Closed lferraz closed 3 years ago
Hi @lferraz
Before we start digging too deep - have you rebuilt the VPF after the PyTorch update and did you check that latest PyTorch is used during the PytorchNvCodec
target build?
Hi @rarzumanyan ,
I am not using PytorchNvCodec
I use the Import/export methods. And, to generate the error I do not need to try to import/export anything. Only creating a nvc.PyNvDecoder
object. :S
I recompiled the VPF inside the env I have for my project. In the cmake
report everything make sense to me.
The C compiler identification is GNU 9.3.0
-- The CXX compiler identification is GNU 7.5.0
-- Detecting C compiler ABI info
-- Detecting C compiler ABI info - done
-- Check for working C compiler: /code/optima-workspace/vision/.dev_env/envs/vision/bin/x86_64-conda-linux-gnu-cc - skipped
-- Detecting C compile features
-- Detecting C compile features - done
-- Detecting CXX compiler ABI info
-- Detecting CXX compiler ABI info - done
-- Check for working CXX compiler: /usr/bin/c++ - skipped
-- Detecting CXX compile features
-- Detecting CXX compile features - done
-- The CUDA compiler identification is NVIDIA 11.3.58
-- Detecting CUDA compiler ABI info
-- Detecting CUDA compiler ABI info - done
-- Check for working CUDA compiler: /usr/local/cuda/bin/nvcc - skipped
-- Detecting CUDA compile features
-- Detecting CUDA compile features - done
-- Searching for FFmpeg libs in /lib
-- Searching for FFmpeg headers in /include
-- Searching for Video Codec SDK headers in /code/Video_Codec_SDK_11.0.10/include folder
-- Searching for Video Codec SDK headers in /code/Video_Codec_SDK_11.0.10/Interface folder
-- Found PythonLibs:/code/optima-workspace/vision/.dev_env/envs/vision/lib/libpython3.7m.so (found suitable version "3.7.2", minimum required is "3.5")

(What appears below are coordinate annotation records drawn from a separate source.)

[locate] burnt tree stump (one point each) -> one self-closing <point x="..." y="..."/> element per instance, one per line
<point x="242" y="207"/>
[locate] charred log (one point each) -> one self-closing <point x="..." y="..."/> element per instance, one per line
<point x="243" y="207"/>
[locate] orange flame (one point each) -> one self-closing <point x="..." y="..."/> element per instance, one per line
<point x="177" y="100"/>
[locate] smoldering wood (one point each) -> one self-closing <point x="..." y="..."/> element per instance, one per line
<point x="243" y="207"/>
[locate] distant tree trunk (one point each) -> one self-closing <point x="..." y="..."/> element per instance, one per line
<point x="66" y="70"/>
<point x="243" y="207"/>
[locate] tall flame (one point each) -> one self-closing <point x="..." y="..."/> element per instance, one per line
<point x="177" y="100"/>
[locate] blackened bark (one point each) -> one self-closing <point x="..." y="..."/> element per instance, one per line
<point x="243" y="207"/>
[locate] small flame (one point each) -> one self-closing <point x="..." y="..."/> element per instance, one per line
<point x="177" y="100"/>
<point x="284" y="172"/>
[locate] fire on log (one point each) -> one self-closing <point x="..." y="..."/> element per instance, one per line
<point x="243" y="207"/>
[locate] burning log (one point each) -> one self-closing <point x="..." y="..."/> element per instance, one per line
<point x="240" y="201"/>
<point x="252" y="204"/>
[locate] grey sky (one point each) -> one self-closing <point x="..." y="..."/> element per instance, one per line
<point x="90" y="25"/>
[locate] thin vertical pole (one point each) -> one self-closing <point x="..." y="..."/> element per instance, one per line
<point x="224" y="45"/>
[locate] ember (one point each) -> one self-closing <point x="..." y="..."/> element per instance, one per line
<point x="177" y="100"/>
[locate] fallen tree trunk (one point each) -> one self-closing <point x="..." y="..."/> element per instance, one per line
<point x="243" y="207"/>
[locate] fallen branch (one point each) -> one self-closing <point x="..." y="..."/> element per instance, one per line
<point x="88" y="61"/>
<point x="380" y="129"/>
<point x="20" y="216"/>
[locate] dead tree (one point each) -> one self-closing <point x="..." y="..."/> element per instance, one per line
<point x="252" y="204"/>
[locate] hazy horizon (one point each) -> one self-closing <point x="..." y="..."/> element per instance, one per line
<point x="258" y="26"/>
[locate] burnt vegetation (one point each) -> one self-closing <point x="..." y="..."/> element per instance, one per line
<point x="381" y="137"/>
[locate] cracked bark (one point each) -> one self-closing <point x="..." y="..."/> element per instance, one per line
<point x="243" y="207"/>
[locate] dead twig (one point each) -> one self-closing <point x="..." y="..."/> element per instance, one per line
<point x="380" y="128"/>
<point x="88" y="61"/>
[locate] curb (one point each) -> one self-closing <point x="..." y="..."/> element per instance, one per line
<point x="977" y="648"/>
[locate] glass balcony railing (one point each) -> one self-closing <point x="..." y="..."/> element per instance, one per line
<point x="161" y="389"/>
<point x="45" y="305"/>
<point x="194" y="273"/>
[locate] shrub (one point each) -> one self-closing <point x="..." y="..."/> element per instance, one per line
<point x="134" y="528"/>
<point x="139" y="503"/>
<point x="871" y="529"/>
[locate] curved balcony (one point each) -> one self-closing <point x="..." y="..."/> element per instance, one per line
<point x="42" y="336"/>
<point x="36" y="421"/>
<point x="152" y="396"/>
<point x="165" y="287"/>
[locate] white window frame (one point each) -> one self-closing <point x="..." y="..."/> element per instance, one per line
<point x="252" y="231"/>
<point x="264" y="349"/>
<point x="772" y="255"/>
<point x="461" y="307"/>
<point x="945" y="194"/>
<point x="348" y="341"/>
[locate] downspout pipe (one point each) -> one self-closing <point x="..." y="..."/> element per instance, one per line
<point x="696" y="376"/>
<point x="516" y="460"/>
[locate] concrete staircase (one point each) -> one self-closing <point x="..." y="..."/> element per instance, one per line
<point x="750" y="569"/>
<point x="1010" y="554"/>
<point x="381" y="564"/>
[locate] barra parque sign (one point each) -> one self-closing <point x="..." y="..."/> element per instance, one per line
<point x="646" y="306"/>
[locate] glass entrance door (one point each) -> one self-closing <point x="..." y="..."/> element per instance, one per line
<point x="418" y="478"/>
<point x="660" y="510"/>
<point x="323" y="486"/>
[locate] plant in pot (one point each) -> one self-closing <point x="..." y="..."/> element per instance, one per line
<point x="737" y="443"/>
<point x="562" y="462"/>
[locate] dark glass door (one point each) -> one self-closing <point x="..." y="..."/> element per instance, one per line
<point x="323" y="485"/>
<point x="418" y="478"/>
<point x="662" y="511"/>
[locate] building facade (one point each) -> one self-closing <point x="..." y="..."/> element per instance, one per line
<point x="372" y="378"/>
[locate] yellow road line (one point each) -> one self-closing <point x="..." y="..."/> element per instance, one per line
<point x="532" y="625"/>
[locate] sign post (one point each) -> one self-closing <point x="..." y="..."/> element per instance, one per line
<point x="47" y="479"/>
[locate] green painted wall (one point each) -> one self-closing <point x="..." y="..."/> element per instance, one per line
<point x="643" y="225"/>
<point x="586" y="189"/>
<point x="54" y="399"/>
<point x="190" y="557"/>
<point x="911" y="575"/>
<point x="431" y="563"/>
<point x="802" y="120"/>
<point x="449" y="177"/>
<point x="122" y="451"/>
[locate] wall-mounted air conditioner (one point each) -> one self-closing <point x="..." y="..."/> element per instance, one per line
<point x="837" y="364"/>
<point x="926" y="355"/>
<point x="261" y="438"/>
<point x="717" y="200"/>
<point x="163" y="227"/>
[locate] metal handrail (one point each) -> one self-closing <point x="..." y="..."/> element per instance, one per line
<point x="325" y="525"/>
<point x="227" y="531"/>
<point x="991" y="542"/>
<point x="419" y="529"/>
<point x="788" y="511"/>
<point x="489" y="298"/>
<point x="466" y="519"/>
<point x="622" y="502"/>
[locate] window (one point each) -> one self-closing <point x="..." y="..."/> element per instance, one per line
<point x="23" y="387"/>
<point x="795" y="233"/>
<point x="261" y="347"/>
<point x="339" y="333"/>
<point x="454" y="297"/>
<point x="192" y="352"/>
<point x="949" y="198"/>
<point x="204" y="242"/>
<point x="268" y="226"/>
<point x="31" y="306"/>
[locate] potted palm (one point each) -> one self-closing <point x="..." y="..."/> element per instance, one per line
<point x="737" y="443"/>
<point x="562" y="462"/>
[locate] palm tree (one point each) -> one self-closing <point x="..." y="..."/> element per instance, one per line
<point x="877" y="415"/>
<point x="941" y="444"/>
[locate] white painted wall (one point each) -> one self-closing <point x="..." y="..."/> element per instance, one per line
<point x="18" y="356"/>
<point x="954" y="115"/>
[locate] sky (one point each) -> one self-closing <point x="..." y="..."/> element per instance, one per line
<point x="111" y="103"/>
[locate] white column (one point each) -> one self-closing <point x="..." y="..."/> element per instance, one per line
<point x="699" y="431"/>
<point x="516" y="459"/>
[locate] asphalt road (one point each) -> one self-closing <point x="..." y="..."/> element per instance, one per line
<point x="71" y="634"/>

-- Found PythonInterp: /code/optima-workspace/vision/.dev_env/envs/vision/bin/python3.7 (found version "3.7.2")
-- Found PythonLibs: /code/optima-workspace/vision/.dev_env/envs/vision/lib/libpython3.7m.so
-- pybind11 v2.3.dev0
-- Performing Test HAS_FLTO
-- Performing Test HAS_FLTO - Success
-- LTO enabled
-- Configuring done
-- Generating done
-- Build files have been written to: /code/VideoProcessingFramework/build
Hi @rarzumanyan After 2 days isolating the problem I got a minimal example:
First create a conda env with the minimum required packages (you can try with other python versions and also other pytorch version if they are > 1.6). Note: with this line cudatoolkit 10.2 is installed (installing with pip pytorch does not install the cudatoolkit but the error also appears).
conda create -n myenv python=3.7.2 pytorch=1.8.1 ipython
Run this script in e.g. ipython
. You need to put valid paths for VPF_PATH and VIDEOPATH. I tested in several videos and always fail, e.g. the vp9 video we were using.
import torch
import sys
sys.path.append(VPF_PATH)
import PyNvCodec as nvc
if name == 'main': m = torch.eye(1, device=torch.device('cuda:0')) h = torch.stack([m, m, m])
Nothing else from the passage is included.